Such a scheme would bring an additional Pounds 7.8 million per year for large old civic universities, Pounds 3.1 million per year for medium-sized provincial universities and Pounds 8.4 million a year for provincial new universities. The sector as a whole would benefit by Pounds 600 million a year.
Raising the fee cap to Pounds 2,000 would bring in an additional Pounds 9.4 million for old civics, Pounds 5.1 million for medium provincials, Pounds 18.4 million for new provincials and Pounds 1.02 billion overall. With a Pounds 4,000 cap, the potential gains would be Pounds 28 million for the old university, Pounds 15.4 million for the medium and Pounds 55.1 million for the new, with an overall gain of Pounds 3.07 billion recurrent.
The report acknowledges that the introduction of top-up fees could adversely affect demand for higher education, particularly for students from low-income families.
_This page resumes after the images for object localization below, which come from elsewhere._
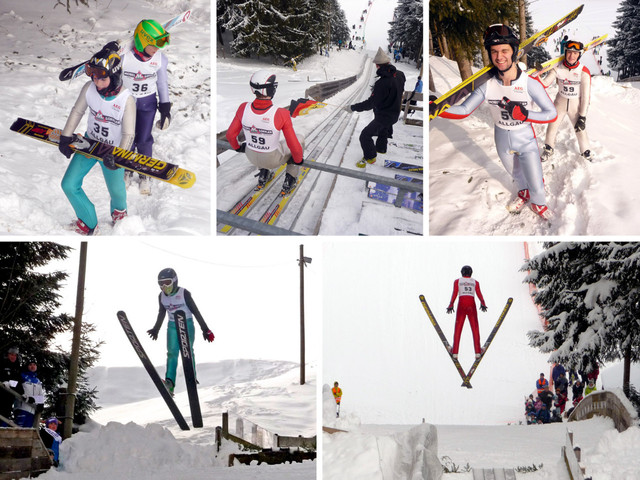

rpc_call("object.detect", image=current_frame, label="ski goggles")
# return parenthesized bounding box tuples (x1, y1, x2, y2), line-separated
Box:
(153, 32, 170, 48)
(483, 24, 515, 41)
(566, 41, 584, 51)
(85, 64, 109, 79)
(158, 279, 173, 287)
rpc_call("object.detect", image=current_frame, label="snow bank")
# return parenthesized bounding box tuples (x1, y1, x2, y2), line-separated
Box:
(583, 425, 640, 479)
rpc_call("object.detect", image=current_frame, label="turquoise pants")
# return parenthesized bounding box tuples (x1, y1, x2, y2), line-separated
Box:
(61, 152, 127, 229)
(165, 318, 196, 384)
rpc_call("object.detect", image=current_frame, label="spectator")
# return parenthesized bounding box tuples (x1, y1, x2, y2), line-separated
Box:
(585, 378, 597, 395)
(551, 364, 566, 385)
(39, 417, 62, 467)
(536, 403, 551, 424)
(525, 395, 536, 424)
(555, 372, 569, 396)
(536, 372, 549, 394)
(14, 358, 45, 428)
(555, 390, 568, 415)
(1, 346, 23, 426)
(572, 379, 584, 405)
(539, 386, 554, 411)
(534, 396, 543, 415)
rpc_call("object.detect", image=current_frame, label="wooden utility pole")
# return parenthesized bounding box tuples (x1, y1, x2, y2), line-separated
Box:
(298, 245, 312, 385)
(64, 242, 87, 440)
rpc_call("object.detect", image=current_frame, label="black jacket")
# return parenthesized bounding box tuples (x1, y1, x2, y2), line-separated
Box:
(352, 63, 406, 125)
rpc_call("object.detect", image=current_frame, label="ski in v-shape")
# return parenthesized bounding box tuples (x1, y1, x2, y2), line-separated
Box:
(419, 295, 512, 388)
However, it argues that the present system is failing to attract such students. The answer, it says, is scholarships and bursaries, and a well-designed privatised income-contingent loan scheme that can cover the up-front costs of both fees and maintenance.
The report points out that many of America's Ivy League universities provide scholarships for up to 50 per cent of their students. While these institutions have vast endowments to draw on, differential fees would help institutions provide more scholarships, and the government could target financial support at students on scholarships.
The rest of the student support needed to widen participation should be provided in the form of an income-contingent loan scheme. This could save the taxpayer billions of pounds by selling all debt to the private sector and privatising the Student Loans Company. Students would not have to pay a penny up front. They would start paying off debt through the National Insurance collection system at a lower income threshold than at present, but would be able to spread repayments over a longer period.
As well as helping students to cover the cost of their higher education, the system could release an extra Pounds 2 billion a year for universities and public spending.
The report argues: "Removing financial pressures from students and their families in this way removes a major impediment to university entry to children from disadvantaged backgrounds."